Hij stuurde wel vaker bericht uit zijn atelier om te laten weten wat daar, zoals ook nu, voor nieuws gebeurde. Ik ging er regelmatig ook kijken. Het beste is het schilderijen te zien als ze nog bezig zijn gemaakt te worden. In de herfst van 1976 was ik bij Baselitz, in Derneburg, op bezoek. Ik had hem gevraagd in Eindhoven een tentoonstelling van schilderijen te maken. Wij wilden gaan praten over hoe we dat zouden doen. Daarvoor moest ik in het atelier zijn – om van nabij met zijn kunst beter vertrouwd te raken. Ik wilde een tentoonstelling maken van alleen maar nieuw werk uit het atelier. Onze gesprekken daarover waren ernstig. Begin 1977 hadden we het idee wat we zochten. De expositie stond gepland voor voorjaar 1979. Daar zouden we alle schilderijen laten zien die Baselitz de komende anderhalf jaar in zijn atelier zou maken. Het werd een project als een manifest.

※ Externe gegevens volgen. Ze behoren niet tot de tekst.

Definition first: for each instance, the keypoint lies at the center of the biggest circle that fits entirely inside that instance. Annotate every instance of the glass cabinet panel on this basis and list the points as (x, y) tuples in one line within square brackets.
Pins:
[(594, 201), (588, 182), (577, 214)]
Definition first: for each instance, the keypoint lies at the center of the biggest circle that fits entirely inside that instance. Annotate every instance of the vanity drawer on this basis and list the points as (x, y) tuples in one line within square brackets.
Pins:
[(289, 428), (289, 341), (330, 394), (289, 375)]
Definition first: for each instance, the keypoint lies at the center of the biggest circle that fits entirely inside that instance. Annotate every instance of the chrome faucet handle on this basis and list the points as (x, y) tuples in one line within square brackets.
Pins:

'Trümmerfrau' werd een onwrikbaar schilderij, vol drama

Eigenlijk maakte hij speciaal voor de tentoonstelling een groep schilderijen die werkelijk uitzonderlijk waren. Zo had hij het zich ook voorgenomen. Op gezette tijden ging ik kijken. Wij hebben veel over methode gesproken. Een kunstenaar, zei hij, begint bij een motief – daaromheen wordt, methodisch, het werk gebouwd. Alles kan motief zijn: een gestalte maar ook een rechthoek. Het is de dynamiek van de methode die het werk op gang brengt. De tentoonstelling werd hard en onverbiddelijk. Een van de laatste schilderijen was Trümmerfrau geweest. Ik herinner me nog goed de harde, zwarte figuratie ervan en de compact gemetselde huid van verf. Midden in het donkere doek zien we een vrouw die zich vooroverbuigt. Ze helpt mee het puin te ruimen na een bombardement. Haar silhouet is scherp, de neus is koket van vorm. Het profiel lijkt op het gezicht van Elke. Dat is de vrouw van Baselitz. Veel motieven in zijn werk komen van dicht bij huis. Na de oorlog waren zij in Dresden dat gebombardeerd was. Maar zulke motieven waren niet het onderwerp van het schilderij. Wel waren het dingen die in zijn hoofd zaten – en waarmee in het schilderij verf en kleuren begonnen te kolken. Het werd een schildering vol drama. De zware kleuren bewegen in een langzaam handschrift. Het oppervlak dicht samengepakt, het schilderij onwrikbaar.

Georg Baselitz, Trümmerfrau, 1978. Olieverf op doek, 330 x 250 cm © Peter Cox, Eindhoven / Collectie Van Abbemuseum

Als in het verloop van de jaren Baselitz’ schilderkunst zich veranderde, in uitdrukking, waren dat allereerst veranderingen in handschrift en verfbewerking. Eind 1978 was Trümmerfrau een onwrikbaar schilderij. Veertig jaar later ziet Estella Rijnveld er adembenemend transparant uit, met ijle kleur als door de wind gedragen. Een vaas met tulpen, Estella Rijnveld geheten, was waarmee het schilderij begon. Die tulp is een luchtige, sierlijke bloem – helder wit met een rode vlam en franjes aan de bladen. Maar het was niet alleen vanwege dat motief dat het schilderij er zo er zo wonderlijk ijl van kleur uit begon te zien. Al begin jaren tachtig schilderde Baselitz tulpen. Toen waren die stevig, de bloemen klonten rood verpakt in sappig groen. Nu is de schilder begin tachtig. Ook het oppervlak van schilderijen wordt langzaam breekbaar. De kleur begint te beven. Het ijle geel is zonlicht door een raam bijvoorbeeld. Daarnaast hangt een groen gordijn. Het gekronkel bovenin van roze verf, zou een marmeren tafel kunnen zijn waarop rode tulpen staan in een rode vaas. De vaas staat te wankelen. Maar wat dat zijn, die eenvoudige vormen van het motief, is eigenlijk niet meer van belang. Dat groen dat ik een gordijn noemde kan ook een groene heg zijn. Wat eerst motief was, een vaas met tulpen in een gekleurde omgeving, is in de loop van het schilderij geleidelijk gaan verdampen. Het werden doorzichtige kleuren. In het oppervlak, dat witte doek, werden ze gewichtloos gemaakt. Door bepaalde handigheden heeft Baselitz de zachte smeuïgheid van olieverf van het doek weggeschraapt. Ook energieke sporen van handschrift werden weggeveegd. Waar verf weg was geveegd, zijn de kleuren dun opgedroogd. Tegelijk waren ze geheimzinnig licht gebleven. Overal in de kleur was veel wit blijven hangen.